Stadion Polonii Piła
- Location: Bydgoska 76, 64-920 Piła, Poland
- Coordinates: 53°09′20″N 16°45′11″E﻿ / ﻿53.15556°N 16.75306°E
- Capacity: 12,000
- Length: 0.3488 km

= Polonia Piła Stadium =

Speedway stadium in Piła, Poland

The Polonia Piła Stadium (Stadion Polonii Piła) also known as Municipal Sports and Recreation Centre (Miejski Ośrodek Sportu i Rekreacji (MOSiR)) is a 12,000-capacity motorcycle speedway and association football stadium in Piła, Poland.

The venue is used by the speedway team Polonia Piła, who compete in the Team Speedway Polish Championship.

==History==
The stadium was built in 1927 and 1928 and was called the Erika-Sportplatz. In 1956, the Polonia Piła speedway team moved to the stadium and remained there from 1956 until 1967. Only sporadic speedway meetings were held afterwards and then ceased altogether.
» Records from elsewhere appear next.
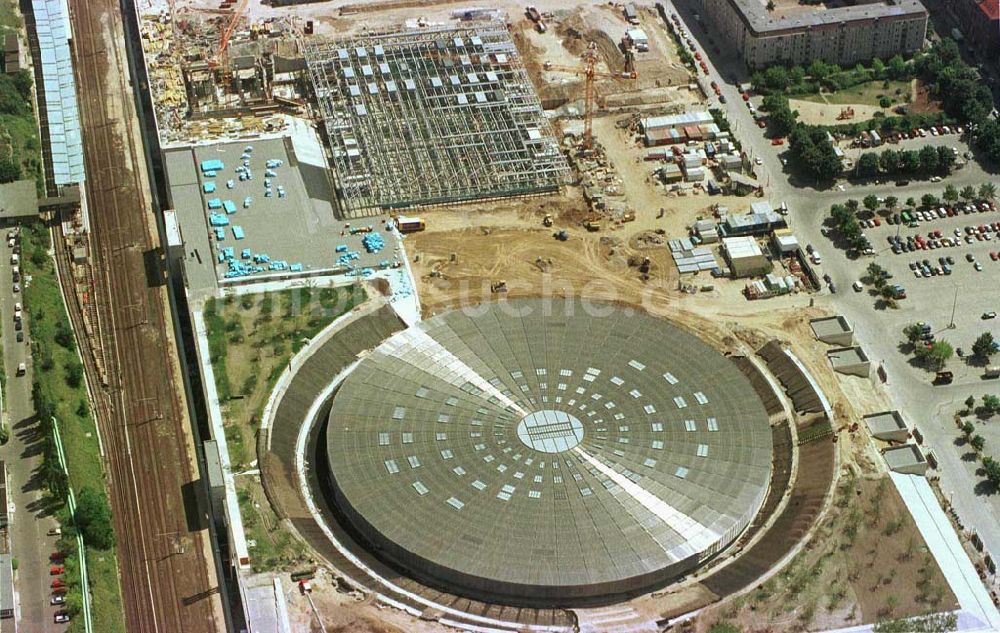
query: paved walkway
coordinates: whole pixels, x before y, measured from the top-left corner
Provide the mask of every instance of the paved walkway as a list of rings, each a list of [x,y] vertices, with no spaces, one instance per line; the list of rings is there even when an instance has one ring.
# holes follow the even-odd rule
[[[1000,631],[1000,613],[986,592],[979,574],[962,549],[951,522],[941,509],[927,479],[917,475],[890,473],[903,502],[924,537],[962,610],[961,630]]]

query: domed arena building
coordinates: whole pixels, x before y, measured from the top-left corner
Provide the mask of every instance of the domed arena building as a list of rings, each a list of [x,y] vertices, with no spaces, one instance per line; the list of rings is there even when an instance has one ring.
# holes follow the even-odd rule
[[[565,606],[651,590],[725,549],[768,492],[749,380],[633,308],[455,310],[340,378],[323,495],[367,552],[457,595]]]

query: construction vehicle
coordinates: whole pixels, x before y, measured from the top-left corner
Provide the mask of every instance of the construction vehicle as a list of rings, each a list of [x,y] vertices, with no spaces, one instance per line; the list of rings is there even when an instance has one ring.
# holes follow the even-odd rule
[[[561,72],[583,75],[584,98],[583,98],[583,148],[590,149],[594,146],[594,79],[597,77],[607,77],[611,79],[637,79],[638,74],[631,72],[605,73],[597,70],[597,44],[591,42],[587,45],[587,50],[583,54],[583,66],[574,68],[572,66],[560,66],[550,62],[545,62],[545,70],[558,70]]]
[[[501,294],[507,292],[507,280],[500,279],[498,281],[494,281],[493,283],[491,283],[490,292],[492,292],[493,294]]]
[[[590,232],[601,230],[601,221],[598,218],[587,218],[583,221],[583,228]]]
[[[552,226],[552,214],[546,213],[545,217],[542,218],[542,226]]]
[[[854,108],[851,107],[841,108],[840,114],[837,115],[838,121],[843,121],[845,119],[853,119],[853,118],[854,118]]]
[[[396,218],[396,228],[400,233],[416,233],[427,228],[422,218],[400,215]]]
[[[561,229],[552,234],[552,237],[556,238],[560,242],[565,242],[569,239],[569,232],[566,229]]]
[[[990,365],[986,368],[986,373],[983,374],[983,378],[1000,378],[1000,366]]]

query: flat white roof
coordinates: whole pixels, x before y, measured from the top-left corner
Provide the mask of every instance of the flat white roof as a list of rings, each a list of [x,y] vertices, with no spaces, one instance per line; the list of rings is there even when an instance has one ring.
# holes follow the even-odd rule
[[[740,237],[724,237],[722,238],[722,245],[725,247],[726,252],[729,253],[730,259],[760,257],[764,254],[764,252],[760,250],[760,245],[757,244],[757,240],[749,235]]]

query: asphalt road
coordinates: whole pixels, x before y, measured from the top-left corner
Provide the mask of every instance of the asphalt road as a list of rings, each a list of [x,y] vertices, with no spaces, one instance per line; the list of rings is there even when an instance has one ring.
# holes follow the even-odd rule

It was not until 1990 that work began on rebuilding the speedway track and in 1992 Polonia Piła returned for the 1992 Polish speedway season. At the same time the east stand underwent renovation.

In 1997, the venue hosted the 1997 Speedway World Team Cup final and the following year hosted the final of the 1998 Speedway Under-21 World Championship.

In 2021, it was announced with the help of government funding that a PLN 16.65 million renovation project would begin in 2022.